When we agonise over the islands of plastic in the seas and the pollution of the air and the devastation of forests and the throwing away of precious resources we might point to that Command of God to rule over and subdue the earth and say that is where some people have taken authority to wreak all this damage. But what if we saw a ton of pieces of plastic with our name on them floating in the sea? Since in the UK we produce around hundred kilos of plastic waste per person a year and only 9% of plastic waste is recycled even now, we are all realising that every one of us has misunderstood that command.
We know that God wants us to care for the earth and actually words like rule and subdue would be apt for early farmers - cultivating the ground would have been a difficult task; any of you who are gardeners know that shrubs and fruit bushes need to be cut back if they are to produce blossom and fruit the next year. Popular books like ‘Wilding’ speak of the hard work to enable land to return from barren cultivated monoculture to fruitful ‘rewilded’ diversity that supports wildlife too. Those words are not licenses to harm the earth but speak of the hard work needed on the part of humanity to work with what God has provided.
One of the songs chosen for us today has been going round my head – "God in his love for us lent us this planet”. And an image came to me – this planet is lent to us; how many of you have been lent a book or maybe a tool? How do you treat that book or tool, compared with one you own? I’m pretty sure you are more careful not to bend the pages of the book or put a coffee cup on it – or you take care to clean that tool well after use. At any moment the owner might ask for it back, or at least be wondering what state it’s in!
“God in his love for us lent us this planet”. God said let us make humans in our image – and then commanded human beings to care for creation. God – Father, Son and Spirit - has lent you their most treasured possession – how are you going to look after it? As believers in God we have at least three pointers for this task
First - the story of creation sets the whole theme of the purpose of God – all of creation is loved by God and provided for by God, so all of creation is set to benefit from God’s plan of restoration through Jesus, God the Son. This then is our pattern for carrying out the command to look after creation – to see creation as a whole. And then, second, to remember that all God’s children are sisters and brothers of one another and made in the image of God. That means we are to reflect God to the world – humans are to be as God would be to the non-human of creation. And then thirdly we are not to forget the seventh ‘day’ of creation…

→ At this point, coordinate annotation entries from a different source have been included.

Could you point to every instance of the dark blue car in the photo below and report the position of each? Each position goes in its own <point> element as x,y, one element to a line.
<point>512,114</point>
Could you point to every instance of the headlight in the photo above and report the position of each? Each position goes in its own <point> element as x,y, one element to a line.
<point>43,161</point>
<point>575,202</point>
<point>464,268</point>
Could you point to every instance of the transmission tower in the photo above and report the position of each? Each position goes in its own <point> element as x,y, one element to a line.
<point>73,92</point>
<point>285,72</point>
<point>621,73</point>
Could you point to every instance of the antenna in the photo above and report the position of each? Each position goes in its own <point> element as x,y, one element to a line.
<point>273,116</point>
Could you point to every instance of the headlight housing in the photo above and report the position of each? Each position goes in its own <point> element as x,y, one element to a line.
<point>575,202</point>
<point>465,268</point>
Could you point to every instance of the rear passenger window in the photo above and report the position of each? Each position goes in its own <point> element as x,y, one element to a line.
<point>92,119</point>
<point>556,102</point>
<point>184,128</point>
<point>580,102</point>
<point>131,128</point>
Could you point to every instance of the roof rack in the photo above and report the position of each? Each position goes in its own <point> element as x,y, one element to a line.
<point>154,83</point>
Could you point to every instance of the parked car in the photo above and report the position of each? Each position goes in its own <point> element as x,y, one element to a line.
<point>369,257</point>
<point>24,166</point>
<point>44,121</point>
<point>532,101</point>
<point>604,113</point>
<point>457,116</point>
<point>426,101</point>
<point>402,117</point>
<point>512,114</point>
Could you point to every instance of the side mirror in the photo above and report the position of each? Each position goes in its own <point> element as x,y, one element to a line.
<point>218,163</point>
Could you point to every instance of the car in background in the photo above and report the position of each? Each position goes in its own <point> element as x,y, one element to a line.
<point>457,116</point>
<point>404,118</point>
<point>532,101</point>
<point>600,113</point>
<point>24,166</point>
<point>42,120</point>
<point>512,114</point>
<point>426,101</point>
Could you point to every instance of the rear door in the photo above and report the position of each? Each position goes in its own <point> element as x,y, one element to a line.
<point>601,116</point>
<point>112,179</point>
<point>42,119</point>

A day of rest is an integral part of creation – so letting the land rest like sometimes leaving land fallow, and enabling people time off to enjoy the fruits of their work are vital for sustainable living. But also one day set aside to attend to God’s ordering of life – to acknowledge that God is the creator and provider – is perhaps more important than we often realise. Time set aside to develop a love for creation and for the Creator will help us to care more deeply for this planet that we have been lent.
So – be inspired by the creation story to see your part in the big picture; as a child of God be as God would be to creation; and give time to learn to love the Creator as well as creation - and don’t forget - God lent us this planet – God is the owner and cares about what condition we are keeping it in!